Where my boys spent the mornings doing cycling time trials out from the house on a 5km circuit they scoped out. A circuit along peaceful country roads.
And where I spent the mornings sitting in the garden reading and journaling and drinking coffee made properly in an Italian stovetop espresso maker, and later (stupidly) running those peaceful country roads in the heat of the day.
Where the boys spent most afternoons on long bike rides cycling from town to town, climbing impressive hills and (safely) cruising down two lane windy roads.
And where Lawton and I would wait as their support car/cheering squad/speed police.
Where we swam in a I-can't-believe-this-is-here Infiniti pool in the middle of the a chestnut forest.
Swim caps required (but apparently not an awake lifeguard), where Lawton (always sweet Lawton) made friends with some local Italian kids over a ball.
Where my boys played hours of board games. Mostly the same board game because we Ballbachs like to game binge.
And because of the peaceful environment, where we rediscovered old school games like Wall Ball and family evening games of Kick the Can in the piazza. A piazza with a braying donkey and where Lawton would go on a search for Cutie, the stray kitten.
Where Mario, our Italian caretaker who reminded me of my Poppop (all elderly Italian men do!), stopped by daily to check in on us and chat for awhile. A 100% Italian chat, mostly understood through hand gestures and kisses. Mario also delivered special treats. Homemade pastries, fresh figs, and some tartufo (black truffles) his truffle hunting dog found one morning.
And where I experimented cooking with delivered tartufo for the first time
and a few other things from “An Appetite for Umbria” cookbook that I found in the house library. Here's looking at my version of a very mediocre Panzanella Bread Salad, made good with an incredible olive oil.
Where mostly we ate out because it's Italy! The seasonal food in nearby family owned and operated restaurants was delicious and not expensive. The first few nights we unnecessarily made reservations and then just started showing up. Most family meals, including a bottle of Umbrian vino, came to about 70 euros.

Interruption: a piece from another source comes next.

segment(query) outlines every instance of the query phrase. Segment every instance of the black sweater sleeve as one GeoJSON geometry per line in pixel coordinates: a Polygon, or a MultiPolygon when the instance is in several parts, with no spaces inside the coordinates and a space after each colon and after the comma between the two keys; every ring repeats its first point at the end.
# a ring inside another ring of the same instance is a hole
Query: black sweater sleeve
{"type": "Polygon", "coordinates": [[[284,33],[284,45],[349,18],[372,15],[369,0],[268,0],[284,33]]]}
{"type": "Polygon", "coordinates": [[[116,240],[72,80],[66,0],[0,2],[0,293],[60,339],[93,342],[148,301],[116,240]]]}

Where we ate a lot of pizza, but also seasonal treats like tartufo and zucchini blossoms.
Where Brett ditched his plane ticket home for the week, choosing instead to work ten hours a day with this Umbrian landscape as his view. This view combined with the scarce Internet cafes I would drive him to and drop him off for the day.
Where Brett pulled off the surprise (about staying to work) with the boys when we "found" him working at Charlie. Naturally we stayed for more pizza.
Where I took the boys on a day trip to Anglo-Saxon beloved Todi to look around and dine, after days of wandering/cycling through all the truly untouristed double "z" towns of Melezzole, Morre, Civitella del Lago, Montecchio, Aqualoreto, and Izzalini.
And where I snuck away to enjoy a private 1:1 Olive Oil tasting at Frantoio Bartolomei while the boys opted to stay back home and play the same board game.
And where on Saturday, after Brett was done with his work week, we all braved the 95 degree heat and took the train to Rome for the day.
We were looking for a peaceful environment to explore Italy. And we found it.
Umbria, the green heart of Italy, how beautiful you are.